The quality and type of the glue will either make the syrup appear murky or clear. Reconstituted hide glue is further diluted with water – one part syrup to one part water to make “strong size.” Some artists used strong size alone to seal the fabric’s surface when painting with dye. Others mixed whiting into the strong size and create a primer for the fabric prior to painting a backdrop with dry pigment.

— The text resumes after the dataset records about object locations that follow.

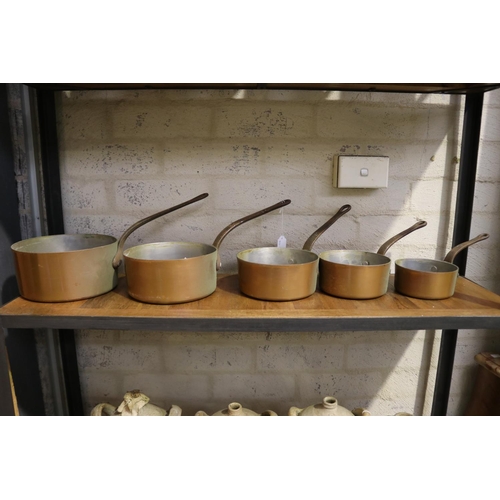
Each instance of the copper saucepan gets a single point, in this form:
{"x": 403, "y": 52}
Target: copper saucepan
{"x": 428, "y": 278}
{"x": 66, "y": 267}
{"x": 178, "y": 272}
{"x": 355, "y": 274}
{"x": 282, "y": 274}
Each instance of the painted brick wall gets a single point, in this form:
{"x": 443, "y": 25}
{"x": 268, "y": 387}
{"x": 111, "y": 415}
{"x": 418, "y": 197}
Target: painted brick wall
{"x": 125, "y": 155}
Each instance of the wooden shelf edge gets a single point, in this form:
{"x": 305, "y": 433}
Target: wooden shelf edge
{"x": 415, "y": 88}
{"x": 228, "y": 310}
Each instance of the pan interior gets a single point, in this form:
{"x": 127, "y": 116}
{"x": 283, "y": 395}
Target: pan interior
{"x": 63, "y": 243}
{"x": 176, "y": 250}
{"x": 277, "y": 256}
{"x": 427, "y": 265}
{"x": 354, "y": 258}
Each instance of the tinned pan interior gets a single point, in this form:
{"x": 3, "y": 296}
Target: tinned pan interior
{"x": 62, "y": 268}
{"x": 354, "y": 274}
{"x": 170, "y": 272}
{"x": 425, "y": 278}
{"x": 277, "y": 274}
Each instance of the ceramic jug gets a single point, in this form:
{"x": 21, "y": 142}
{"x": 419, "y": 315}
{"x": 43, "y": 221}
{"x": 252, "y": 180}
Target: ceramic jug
{"x": 237, "y": 410}
{"x": 329, "y": 407}
{"x": 135, "y": 404}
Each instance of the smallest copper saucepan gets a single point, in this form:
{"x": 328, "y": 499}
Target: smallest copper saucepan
{"x": 428, "y": 278}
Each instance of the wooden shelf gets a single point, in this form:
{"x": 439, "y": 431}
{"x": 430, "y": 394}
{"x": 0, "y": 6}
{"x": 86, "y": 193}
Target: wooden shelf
{"x": 228, "y": 310}
{"x": 419, "y": 88}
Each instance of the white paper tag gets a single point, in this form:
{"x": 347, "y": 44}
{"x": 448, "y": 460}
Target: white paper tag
{"x": 281, "y": 242}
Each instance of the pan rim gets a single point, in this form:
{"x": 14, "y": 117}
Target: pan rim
{"x": 314, "y": 257}
{"x": 19, "y": 246}
{"x": 159, "y": 244}
{"x": 398, "y": 263}
{"x": 322, "y": 258}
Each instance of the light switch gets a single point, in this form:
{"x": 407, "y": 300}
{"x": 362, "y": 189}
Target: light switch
{"x": 361, "y": 172}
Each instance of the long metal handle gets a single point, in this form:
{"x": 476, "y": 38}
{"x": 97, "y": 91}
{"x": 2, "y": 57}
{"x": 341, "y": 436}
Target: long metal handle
{"x": 119, "y": 253}
{"x": 450, "y": 256}
{"x": 388, "y": 244}
{"x": 312, "y": 239}
{"x": 230, "y": 227}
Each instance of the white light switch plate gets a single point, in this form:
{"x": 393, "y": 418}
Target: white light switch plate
{"x": 361, "y": 172}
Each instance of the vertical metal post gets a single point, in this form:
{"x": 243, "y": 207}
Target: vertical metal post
{"x": 55, "y": 225}
{"x": 461, "y": 233}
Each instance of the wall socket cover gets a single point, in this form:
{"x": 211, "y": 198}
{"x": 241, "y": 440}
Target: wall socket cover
{"x": 361, "y": 171}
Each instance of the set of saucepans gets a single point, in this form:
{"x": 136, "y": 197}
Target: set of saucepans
{"x": 63, "y": 268}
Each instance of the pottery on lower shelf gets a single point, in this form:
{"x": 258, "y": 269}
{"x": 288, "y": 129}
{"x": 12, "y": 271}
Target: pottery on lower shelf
{"x": 103, "y": 410}
{"x": 134, "y": 404}
{"x": 237, "y": 410}
{"x": 329, "y": 407}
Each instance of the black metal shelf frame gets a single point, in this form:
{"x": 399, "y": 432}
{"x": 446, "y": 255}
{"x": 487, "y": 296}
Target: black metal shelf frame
{"x": 462, "y": 224}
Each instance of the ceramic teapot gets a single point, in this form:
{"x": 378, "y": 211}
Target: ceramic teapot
{"x": 237, "y": 410}
{"x": 329, "y": 407}
{"x": 135, "y": 404}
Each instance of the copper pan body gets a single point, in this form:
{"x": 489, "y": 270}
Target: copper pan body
{"x": 428, "y": 278}
{"x": 178, "y": 272}
{"x": 277, "y": 274}
{"x": 365, "y": 276}
{"x": 282, "y": 274}
{"x": 355, "y": 274}
{"x": 171, "y": 272}
{"x": 67, "y": 267}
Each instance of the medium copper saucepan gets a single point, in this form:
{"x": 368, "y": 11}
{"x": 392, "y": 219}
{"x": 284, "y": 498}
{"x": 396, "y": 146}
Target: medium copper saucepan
{"x": 430, "y": 279}
{"x": 178, "y": 272}
{"x": 66, "y": 267}
{"x": 282, "y": 274}
{"x": 355, "y": 274}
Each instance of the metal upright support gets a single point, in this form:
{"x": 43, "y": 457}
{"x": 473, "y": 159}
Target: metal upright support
{"x": 461, "y": 233}
{"x": 55, "y": 225}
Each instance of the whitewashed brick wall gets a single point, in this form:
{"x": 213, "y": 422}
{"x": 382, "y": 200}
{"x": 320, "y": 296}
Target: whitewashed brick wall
{"x": 125, "y": 155}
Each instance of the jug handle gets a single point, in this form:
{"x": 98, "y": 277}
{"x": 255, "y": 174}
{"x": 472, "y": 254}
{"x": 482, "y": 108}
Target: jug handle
{"x": 175, "y": 411}
{"x": 312, "y": 239}
{"x": 117, "y": 260}
{"x": 230, "y": 227}
{"x": 361, "y": 412}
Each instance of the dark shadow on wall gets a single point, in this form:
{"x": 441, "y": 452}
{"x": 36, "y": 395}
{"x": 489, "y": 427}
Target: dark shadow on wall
{"x": 20, "y": 343}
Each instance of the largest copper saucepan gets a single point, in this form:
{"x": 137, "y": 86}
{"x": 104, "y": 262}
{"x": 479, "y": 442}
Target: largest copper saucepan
{"x": 178, "y": 272}
{"x": 428, "y": 278}
{"x": 356, "y": 274}
{"x": 282, "y": 274}
{"x": 66, "y": 267}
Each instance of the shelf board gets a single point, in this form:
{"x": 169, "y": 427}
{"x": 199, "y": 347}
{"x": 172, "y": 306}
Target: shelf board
{"x": 227, "y": 310}
{"x": 415, "y": 88}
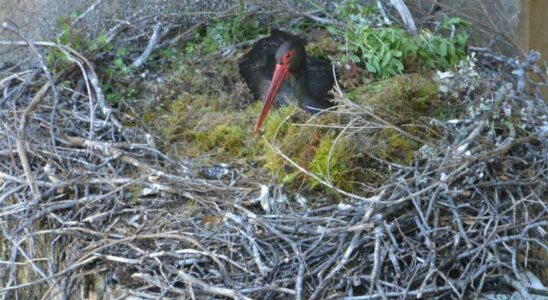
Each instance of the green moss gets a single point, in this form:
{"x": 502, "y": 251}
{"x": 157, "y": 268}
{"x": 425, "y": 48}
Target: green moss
{"x": 395, "y": 147}
{"x": 324, "y": 48}
{"x": 331, "y": 161}
{"x": 223, "y": 138}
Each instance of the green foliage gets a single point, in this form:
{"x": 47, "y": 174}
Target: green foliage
{"x": 223, "y": 33}
{"x": 330, "y": 162}
{"x": 387, "y": 51}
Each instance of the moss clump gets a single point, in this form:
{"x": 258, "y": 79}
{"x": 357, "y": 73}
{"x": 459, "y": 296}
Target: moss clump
{"x": 395, "y": 147}
{"x": 223, "y": 139}
{"x": 323, "y": 48}
{"x": 401, "y": 99}
{"x": 331, "y": 162}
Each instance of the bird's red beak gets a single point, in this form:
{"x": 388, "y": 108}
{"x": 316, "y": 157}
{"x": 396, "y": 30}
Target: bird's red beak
{"x": 280, "y": 74}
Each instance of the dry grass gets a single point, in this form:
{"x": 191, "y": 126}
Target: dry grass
{"x": 89, "y": 204}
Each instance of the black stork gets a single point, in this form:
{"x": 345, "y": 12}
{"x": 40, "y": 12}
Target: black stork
{"x": 277, "y": 68}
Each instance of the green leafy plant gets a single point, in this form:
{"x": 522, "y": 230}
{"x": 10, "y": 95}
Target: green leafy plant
{"x": 387, "y": 51}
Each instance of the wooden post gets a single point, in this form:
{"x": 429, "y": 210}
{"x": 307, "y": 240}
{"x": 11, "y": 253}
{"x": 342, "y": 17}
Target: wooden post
{"x": 534, "y": 30}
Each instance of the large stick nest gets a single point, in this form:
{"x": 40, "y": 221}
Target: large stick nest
{"x": 87, "y": 199}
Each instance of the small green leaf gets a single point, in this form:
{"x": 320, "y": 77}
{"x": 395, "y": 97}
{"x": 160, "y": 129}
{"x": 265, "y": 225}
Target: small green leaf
{"x": 443, "y": 49}
{"x": 386, "y": 59}
{"x": 396, "y": 53}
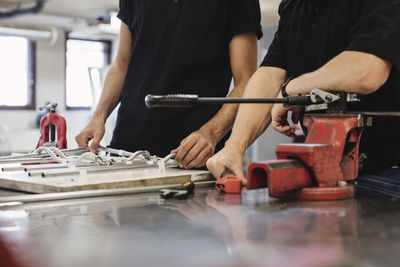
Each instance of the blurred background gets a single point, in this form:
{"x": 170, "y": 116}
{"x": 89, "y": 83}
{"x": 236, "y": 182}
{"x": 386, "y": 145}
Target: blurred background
{"x": 60, "y": 50}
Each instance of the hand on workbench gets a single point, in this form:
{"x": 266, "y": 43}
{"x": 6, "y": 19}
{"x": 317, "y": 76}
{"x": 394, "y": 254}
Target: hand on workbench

Strong size is further diluted with water to make working size, or size water. Due to the natural properties of the binder, once transformed into a liquid state, there is a very limited shelf life. It rots fairly quickly and smells of death. A way to prevent the quick failure of size water is to store it in a glass container and refrigerate it. You also never put size water in a plastic container, especially one that had been previously used to store another substance. Foreign properties will leach out of the plastic. You also never place the glue in an airtight container, otherwise you create your own little smelly science experiment. I plan accordingly and make fresh size each day as the age will also affect the efficacy of this binder.

My glue supplier is Bjorn Industries out of North Carolina.  I have discussed my need for animal glue during restoration projects with their chemist and he recommended the product HC351. It is fairly clear, strong, and remains slightly flexible when properly prepared. Rabbit skin glue is my second favorite to work with as an alternative, but it is extremely strong and can set up too quickly.

If binder were not mixed with the dry pigment paste, the color would could not stick to the fabric surface. It would simply dust off over time. Poor preparation, high humidity and other factors can cause the binder to fail, allowing the pigment to eventually release from the fabric. This is a common problem with historical scenery collections. It is also a health hazard. Many dry colors are quite toxic if they become airborne and or inhaled. However, this is not solely an issue with historic dry pigment. ALL paints are toxic if allowed to become airborne and are inhaled. Think of spray paint. Many people often don’t understand the health hazards related to our seemingly “safe” and current pre-mixed products, especially the water-based versions. You have to know what you’re doing, be aware of your surroundings, and stay safe.

Wet and dry version of paint made with dry pigment and diluted hide glue.